The eNose used in the Finnish study is an example of ongoing attempts to replace the dog by using electronic detectors to sample volatile chemicals in air. In their study, a thin layer of urine was pipetted into a plastic petri dish to allow evaporation of the chemicals, and the resultant gas was ported to the machine which is described in the article as follows: “The eNose used in this study is a commercially available model (ChemPro® 100, Environics Inc., Mikkeli, Finland) based on the ion mobility spectrometry principle. The device contains an ion mobility cell that consists of 8 electrode strips producing 2-channel output and a metal oxide based semiconductor cell. Together these sensors produce 18-channel measurement data. The sensors do not specify molecules but produce a characteristic smell print of the sample.” In accompanying editorials, there are concerns raised regarding the methodologies, how applicable this might be in the “real world”, and so forth, but in lung cancer there is even some evidence that different stages and types of lung cancer can be detected using this sort of technology. The holy grail in prostate cancer detection remains finding a way to non-invasively discriminate the “lethal phenotype” that needs treatment from the “background” of the >80% of men who will develop prostate cancer that will never bother them by the time they reach age 90. Perhaps this technology will evolve to contribute to that goal.

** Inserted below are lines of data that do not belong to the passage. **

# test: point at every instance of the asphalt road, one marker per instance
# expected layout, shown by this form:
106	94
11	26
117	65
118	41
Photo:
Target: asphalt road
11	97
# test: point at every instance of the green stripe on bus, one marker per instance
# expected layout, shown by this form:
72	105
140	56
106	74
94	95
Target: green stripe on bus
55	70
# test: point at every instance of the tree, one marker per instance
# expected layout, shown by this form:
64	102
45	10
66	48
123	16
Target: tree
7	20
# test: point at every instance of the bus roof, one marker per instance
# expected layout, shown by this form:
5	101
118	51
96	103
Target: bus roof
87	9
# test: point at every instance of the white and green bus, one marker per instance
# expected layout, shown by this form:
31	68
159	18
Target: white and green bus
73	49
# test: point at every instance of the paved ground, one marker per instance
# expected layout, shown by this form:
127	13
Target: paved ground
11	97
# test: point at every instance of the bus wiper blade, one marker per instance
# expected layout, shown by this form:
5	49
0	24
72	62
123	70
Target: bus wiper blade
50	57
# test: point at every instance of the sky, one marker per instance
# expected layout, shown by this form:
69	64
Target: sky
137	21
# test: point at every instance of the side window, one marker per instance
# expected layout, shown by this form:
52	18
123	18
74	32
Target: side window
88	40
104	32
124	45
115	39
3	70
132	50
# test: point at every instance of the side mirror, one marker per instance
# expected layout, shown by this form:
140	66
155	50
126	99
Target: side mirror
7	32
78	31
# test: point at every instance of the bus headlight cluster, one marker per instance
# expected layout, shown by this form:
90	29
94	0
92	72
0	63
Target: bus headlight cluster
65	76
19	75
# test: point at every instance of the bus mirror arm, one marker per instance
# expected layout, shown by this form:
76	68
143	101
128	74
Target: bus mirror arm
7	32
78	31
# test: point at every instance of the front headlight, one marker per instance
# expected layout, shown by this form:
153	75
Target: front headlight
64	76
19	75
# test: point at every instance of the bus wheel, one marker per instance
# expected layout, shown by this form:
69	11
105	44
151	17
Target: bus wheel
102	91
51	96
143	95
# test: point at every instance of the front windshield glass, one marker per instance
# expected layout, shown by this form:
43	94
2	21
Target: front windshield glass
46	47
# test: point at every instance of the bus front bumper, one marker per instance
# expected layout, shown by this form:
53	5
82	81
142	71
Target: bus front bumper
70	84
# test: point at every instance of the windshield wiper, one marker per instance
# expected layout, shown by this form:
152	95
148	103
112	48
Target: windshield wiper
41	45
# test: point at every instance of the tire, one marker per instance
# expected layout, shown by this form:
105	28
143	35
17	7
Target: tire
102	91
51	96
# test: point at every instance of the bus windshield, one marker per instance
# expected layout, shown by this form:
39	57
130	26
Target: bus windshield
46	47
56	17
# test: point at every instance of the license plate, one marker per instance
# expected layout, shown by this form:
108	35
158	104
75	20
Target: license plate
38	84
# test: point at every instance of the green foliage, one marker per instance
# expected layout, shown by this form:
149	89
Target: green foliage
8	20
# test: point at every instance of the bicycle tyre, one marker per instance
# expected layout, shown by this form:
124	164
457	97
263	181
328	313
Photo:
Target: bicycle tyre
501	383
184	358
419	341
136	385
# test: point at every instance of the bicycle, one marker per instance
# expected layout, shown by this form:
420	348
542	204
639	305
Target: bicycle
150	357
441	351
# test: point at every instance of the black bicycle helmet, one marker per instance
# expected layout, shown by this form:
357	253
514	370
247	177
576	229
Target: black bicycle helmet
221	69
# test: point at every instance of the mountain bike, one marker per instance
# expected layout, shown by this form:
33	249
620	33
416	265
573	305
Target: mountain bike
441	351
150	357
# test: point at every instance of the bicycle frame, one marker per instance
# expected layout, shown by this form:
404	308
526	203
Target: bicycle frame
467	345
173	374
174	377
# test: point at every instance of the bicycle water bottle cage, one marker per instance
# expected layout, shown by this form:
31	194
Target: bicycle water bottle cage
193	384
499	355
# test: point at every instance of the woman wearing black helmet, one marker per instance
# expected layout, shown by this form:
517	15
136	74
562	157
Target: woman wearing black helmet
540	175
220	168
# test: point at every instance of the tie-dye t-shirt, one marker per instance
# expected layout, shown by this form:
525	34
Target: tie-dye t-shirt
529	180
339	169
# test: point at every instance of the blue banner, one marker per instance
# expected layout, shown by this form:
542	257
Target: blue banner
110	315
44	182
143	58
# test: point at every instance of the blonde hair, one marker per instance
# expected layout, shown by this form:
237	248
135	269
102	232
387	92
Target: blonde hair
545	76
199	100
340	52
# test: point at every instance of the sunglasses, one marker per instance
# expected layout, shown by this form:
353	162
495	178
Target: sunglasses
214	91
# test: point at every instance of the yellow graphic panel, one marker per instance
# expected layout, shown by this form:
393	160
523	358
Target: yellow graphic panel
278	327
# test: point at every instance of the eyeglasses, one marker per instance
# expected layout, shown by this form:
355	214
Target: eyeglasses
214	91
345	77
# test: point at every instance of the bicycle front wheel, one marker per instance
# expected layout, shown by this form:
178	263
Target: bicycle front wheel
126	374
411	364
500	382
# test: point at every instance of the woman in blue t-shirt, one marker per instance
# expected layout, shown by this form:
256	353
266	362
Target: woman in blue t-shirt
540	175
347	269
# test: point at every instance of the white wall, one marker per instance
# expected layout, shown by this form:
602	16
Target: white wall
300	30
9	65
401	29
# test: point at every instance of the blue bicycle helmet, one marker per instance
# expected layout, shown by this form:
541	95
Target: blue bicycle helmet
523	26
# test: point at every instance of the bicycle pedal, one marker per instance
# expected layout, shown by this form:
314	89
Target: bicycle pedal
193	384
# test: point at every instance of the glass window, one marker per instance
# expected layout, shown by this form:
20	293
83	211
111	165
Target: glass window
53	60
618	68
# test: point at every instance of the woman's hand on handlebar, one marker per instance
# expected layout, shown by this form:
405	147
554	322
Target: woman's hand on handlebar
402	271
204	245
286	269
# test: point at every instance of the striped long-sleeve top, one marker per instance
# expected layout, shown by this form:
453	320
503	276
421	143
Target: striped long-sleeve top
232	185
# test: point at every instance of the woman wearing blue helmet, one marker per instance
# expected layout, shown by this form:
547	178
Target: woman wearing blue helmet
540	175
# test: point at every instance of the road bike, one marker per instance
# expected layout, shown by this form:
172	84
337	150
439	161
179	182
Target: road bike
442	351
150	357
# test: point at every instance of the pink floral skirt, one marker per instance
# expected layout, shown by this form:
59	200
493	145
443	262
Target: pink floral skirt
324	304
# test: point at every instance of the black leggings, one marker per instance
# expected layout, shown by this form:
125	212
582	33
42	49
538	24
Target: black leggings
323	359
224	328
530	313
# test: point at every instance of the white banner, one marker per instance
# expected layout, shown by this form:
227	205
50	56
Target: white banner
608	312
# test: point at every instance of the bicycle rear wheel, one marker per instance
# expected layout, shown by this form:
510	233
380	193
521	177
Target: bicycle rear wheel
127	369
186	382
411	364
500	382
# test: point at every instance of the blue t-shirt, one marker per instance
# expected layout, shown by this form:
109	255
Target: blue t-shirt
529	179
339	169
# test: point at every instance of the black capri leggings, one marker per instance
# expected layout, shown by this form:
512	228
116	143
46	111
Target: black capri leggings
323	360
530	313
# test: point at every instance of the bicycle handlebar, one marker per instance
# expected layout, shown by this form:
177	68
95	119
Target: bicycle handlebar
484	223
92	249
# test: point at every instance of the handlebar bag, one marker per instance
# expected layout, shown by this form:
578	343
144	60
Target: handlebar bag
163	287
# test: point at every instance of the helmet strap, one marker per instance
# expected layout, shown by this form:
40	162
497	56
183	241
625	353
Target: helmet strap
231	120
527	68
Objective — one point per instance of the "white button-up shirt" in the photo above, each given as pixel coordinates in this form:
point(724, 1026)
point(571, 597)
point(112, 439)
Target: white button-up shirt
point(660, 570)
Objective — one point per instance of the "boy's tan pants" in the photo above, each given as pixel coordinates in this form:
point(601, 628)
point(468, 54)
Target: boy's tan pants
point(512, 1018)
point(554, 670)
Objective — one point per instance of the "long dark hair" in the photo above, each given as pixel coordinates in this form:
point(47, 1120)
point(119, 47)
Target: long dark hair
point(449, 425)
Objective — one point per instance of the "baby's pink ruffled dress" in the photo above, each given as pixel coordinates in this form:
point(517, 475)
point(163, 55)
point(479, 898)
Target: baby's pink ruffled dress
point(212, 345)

Interesting. I read it in July but when no one else, including you commented, I passed on it thinking it was not important. Still hoping for that magic test that discriminates. I would let any dog sniff anything he wants! Happy New Year.
If the histopathology alone can’t tell for certain, I’d forget the noses for now.
Happy New Year, sport.
Are there alternative animals with even keener olfactory divination than that of canines?
Good question. Of course you can google anything these days which brought me to this article and the following paragraph:
Scenthounds as a group can smell one- to ten-million times more acutely than a human, and Bloodhounds, which have the keenest sense of smell of any dogs,[citation needed] have noses ten- to one-hundred-million times more sensitive than a human’s. They were bred for the specific purpose of tracking humans, and can detect a scent trail a few days old. The second-most-sensitive nose is possessed by the Basset Hound, which was bred to track and hunt rabbits and other small animals.
Bears, such as the Silvertip Grizzly found in parts of North America, have a sense of smell seven times stronger than that of the bloodhound, essential for locating food underground. Using their elongated claws, bears dig deep trenches in search of burrowing animals and nests as well as roots, bulbs, and insects. Bears can detect the scent of food from up to 18 miles away; because of their immense size, they often scavenge new kills, driving away the predators (including packs of wolves and human hunters) in the process.